Autism resists both definitions and treatment within the medical community. But the strange historical interpretation of autistic behavior and symptoms has led to novel experimental treatments for the disorder. Sometimes a disease that doesn’t fit neatly into the medical paradigm must go outside that paradigm in search of nontraditional treatment options. 

Because autism presents itself in such a variety of ways—from individuals who are completely nonverbal to those with more aggressive, disorganized behaviors—it resists a definitive treatment protocol. In fact, there are no pharmacological interventions that “treat” autism. 

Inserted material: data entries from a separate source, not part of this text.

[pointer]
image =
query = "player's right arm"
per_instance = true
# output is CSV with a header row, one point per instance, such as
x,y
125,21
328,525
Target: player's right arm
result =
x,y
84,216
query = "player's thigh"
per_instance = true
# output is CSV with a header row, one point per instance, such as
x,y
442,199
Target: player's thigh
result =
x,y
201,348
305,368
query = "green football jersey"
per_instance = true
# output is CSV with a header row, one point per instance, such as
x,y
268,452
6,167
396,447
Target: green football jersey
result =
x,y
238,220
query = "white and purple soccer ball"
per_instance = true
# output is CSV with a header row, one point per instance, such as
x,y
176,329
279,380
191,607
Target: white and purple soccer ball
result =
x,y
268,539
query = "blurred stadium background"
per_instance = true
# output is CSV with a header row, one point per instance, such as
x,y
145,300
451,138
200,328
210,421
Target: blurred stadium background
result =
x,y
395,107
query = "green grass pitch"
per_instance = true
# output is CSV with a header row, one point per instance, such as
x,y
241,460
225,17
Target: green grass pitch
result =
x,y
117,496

Instead, psychiatrists are focused on treating co-morbid conditions, often things like depression, anxiety, and social isolation. So, today, someone on the autism spectrum might take an antidepressant or an atypical antipsychotic medication to improve their experience in the world, but these medications aren’t correcting any neurological changes associated with autism itself. Now, there's building interest in testing the clinical use of psychedelics. Last week, the FDA approved a research study protocol in which adults diagnosed with both autism and social anxiety will be given the psychedelic drug MDMA in hopes that they’ll experience a long-term reduction in anxiety.
Alicia Danforth, a Ph.D. candidate in clinical psychology who focuses on psychedelic research, recently completed a research study on adults with autism who have self-administered ecstasy. Because of how difficult it has traditionally been to get research studies through the FDA approval process, many studies investigating the effects of psychedelic compounds are in fact non-controlled, survey studies on individuals who have illegally and independently used psychedelic drugs. The purpose of this self-administration ranged from those who were using it purely recreationally, to individuals curious about the potential therapeutic effects of MDMA trying, at least partially, to "self-medicate." 
The results of her survey study were positive and promising, though of course far more rigorous studies are necessary to strengthen the connection between MDMA use and improvement in social anxiety in the autistic. Danforth said that over half of the people she interviewed spontaneously made reports in improvement in social anxiety.


When asked if structured research studies with autistic people and MDMA will be similar in format to the PTSD trials already underway, Danforth said that there’s a “general consensus in the field that conventional psychotherapies don’t work particularly well with autistic individuals. There are some barriers to developing that trust and therapeutic rapport, so we’re really reconsidering what MDMA-assisted therapy will look like.” So perhaps it’s the actual experience of trust enabled by the drug, rather than any specific talk therapy that takes place while under the influence, that is ultimately beneficial.
It’s important to note that those on the autism spectrum do not necessarily want to be “cured” of their autism, to become neurotypical. Many of the manifestations (or symptoms) of autism can be seen as beneficial—for example, increased ability to focus on details and highly specialized interests. However, the difficulty in relating to others can take a psychological toll. New research into psychedelics and autism treatment is focused on this aspect of the disorder: they want to ease co-existing anxiety, not “fix” neurological differences.
Psychedelics operate in a way that is fundamentally different from the most common pharmacological treatments for mental illnesses like depression and anxiety. These drugs—things like SSRIs and atypical antipsychotics—are maintenance therapies, taken over years or decades to suppress symptoms. Psychedelic drugs operate on the principle that a person can alter their perception of the world in a more permanent way via transient, controlled psychedelic experiences. So while a person who undergoes MDMA-assisted therapy might continue to take some supportive therapy (like an antidepressant) after the experience, the hope is that they would have a sustained improvement in their social anxiety as a result of the therapy.